CNT

    The Columbia Police Department Crisis Negotiation Team (CNT) is comprised of a team commander (lieutenant), three team leaders (sergeants) and three teams with specific roles:

    • Negotiations
    • Intelligence
    • Technical Support

    The team leaders assist with leadership during training, member selection, and critical incidents when SWAT and CNT are activated. Once a negotiation is underway, one team handles the communication, while the second team provides intelligence and the third supports them both with technical problems/requests/etc.

    Equipment Technicians are selected for their technical ability with phone systems, and surveillance equipment, and their ability to set up and maintain the team’s area of operation, be it the dedicated vehicle or inside a structure These technicians can utilize the existing commercial phone system or set up their own service line using our own equipment.

    Selection

    Negotiators are selected from applicants who have demonstrated an ability to work well as a team, demonstrated interview and interrogation skills, and are confident they can make a difference and perform under stress. Recommendation from a current or past sergeant or captain is required.

    Training

    All CNT members receive basic and advanced negotiation training. In addition to nationally accredited CNT training programs, members train every other month practicing their negotiation skills and functionality with other teams such as SWAT. After every negotiation (both real and in training) negotiators are debriefed and the operation evaluated to find ways of improving. At a minimum of twice a year, both CNT and SWAT train together in a simulated exercise. These exercises are designed to put stress on both teams and the problems encountered are very real even though it is a practice scenario.

    History

    In the early 70’s police throughout the nation realized the need to train for the inevitability of high risk, non-typical events such as hostage takings or barricaded subjects intent on committing suicide. Two different areas of expertise were found to be lacking. Police weapons at the time usually consisted of a favorite hunting rifle. Also lacking was any type of psychological strategy for dealing with individuals who are either in emotional crisis or are intent on doing harm to themselves or others.
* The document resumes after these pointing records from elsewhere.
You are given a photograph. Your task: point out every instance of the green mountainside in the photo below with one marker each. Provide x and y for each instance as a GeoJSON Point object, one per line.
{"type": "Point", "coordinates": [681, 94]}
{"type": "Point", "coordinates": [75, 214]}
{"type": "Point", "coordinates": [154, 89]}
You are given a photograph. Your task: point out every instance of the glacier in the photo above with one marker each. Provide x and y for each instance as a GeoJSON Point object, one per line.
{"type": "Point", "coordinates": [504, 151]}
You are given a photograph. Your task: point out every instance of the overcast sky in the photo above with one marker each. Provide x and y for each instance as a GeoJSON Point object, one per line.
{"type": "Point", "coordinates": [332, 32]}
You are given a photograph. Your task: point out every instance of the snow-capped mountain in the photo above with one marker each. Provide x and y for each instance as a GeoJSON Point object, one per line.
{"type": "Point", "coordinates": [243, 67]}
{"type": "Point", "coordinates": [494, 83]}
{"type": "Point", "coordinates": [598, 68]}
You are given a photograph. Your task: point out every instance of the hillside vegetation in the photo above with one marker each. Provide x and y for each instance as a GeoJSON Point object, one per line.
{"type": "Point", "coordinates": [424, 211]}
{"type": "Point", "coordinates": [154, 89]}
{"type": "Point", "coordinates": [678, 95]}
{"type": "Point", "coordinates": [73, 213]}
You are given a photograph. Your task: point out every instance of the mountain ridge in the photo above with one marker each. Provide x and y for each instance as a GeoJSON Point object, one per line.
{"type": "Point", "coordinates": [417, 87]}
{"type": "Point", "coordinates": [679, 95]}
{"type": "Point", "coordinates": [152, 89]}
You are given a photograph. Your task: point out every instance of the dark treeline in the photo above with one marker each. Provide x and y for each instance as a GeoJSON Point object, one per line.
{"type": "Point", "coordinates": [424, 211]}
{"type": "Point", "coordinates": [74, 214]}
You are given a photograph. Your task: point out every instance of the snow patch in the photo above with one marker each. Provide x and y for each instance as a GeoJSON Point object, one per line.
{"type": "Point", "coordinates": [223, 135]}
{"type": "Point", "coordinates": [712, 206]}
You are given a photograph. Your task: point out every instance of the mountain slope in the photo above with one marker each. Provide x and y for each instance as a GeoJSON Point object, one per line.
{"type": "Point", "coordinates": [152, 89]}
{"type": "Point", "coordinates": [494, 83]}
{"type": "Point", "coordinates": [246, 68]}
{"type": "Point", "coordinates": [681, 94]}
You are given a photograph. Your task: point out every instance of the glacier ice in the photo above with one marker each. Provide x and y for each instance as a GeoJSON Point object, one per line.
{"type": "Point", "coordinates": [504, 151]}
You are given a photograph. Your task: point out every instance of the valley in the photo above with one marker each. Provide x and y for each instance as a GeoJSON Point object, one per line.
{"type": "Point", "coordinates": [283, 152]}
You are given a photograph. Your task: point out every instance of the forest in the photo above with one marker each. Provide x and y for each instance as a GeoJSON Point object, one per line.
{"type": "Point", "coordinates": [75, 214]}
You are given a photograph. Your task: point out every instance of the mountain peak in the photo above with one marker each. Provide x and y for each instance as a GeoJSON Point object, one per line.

    In 1976 two teams were established to deal with high risk incidents. The SWAT team was established to conduct the tactical side of these incidents and the Hostage Negotiation Team (HNT) was established to negotiate with the actual hostage taker or barricaded subject. In the 33 years since inception, both teams have evolved and many advancements have been made.

    In 1998 the HNT changed their name to Crisis Negotiation Team. Actual hostage incidents are rare; however, individuals in emotional crisis are not. The team was frequently activated to deal with barricaded subjects who wanted to commit harm to themselves or wanted police officers to do it for them.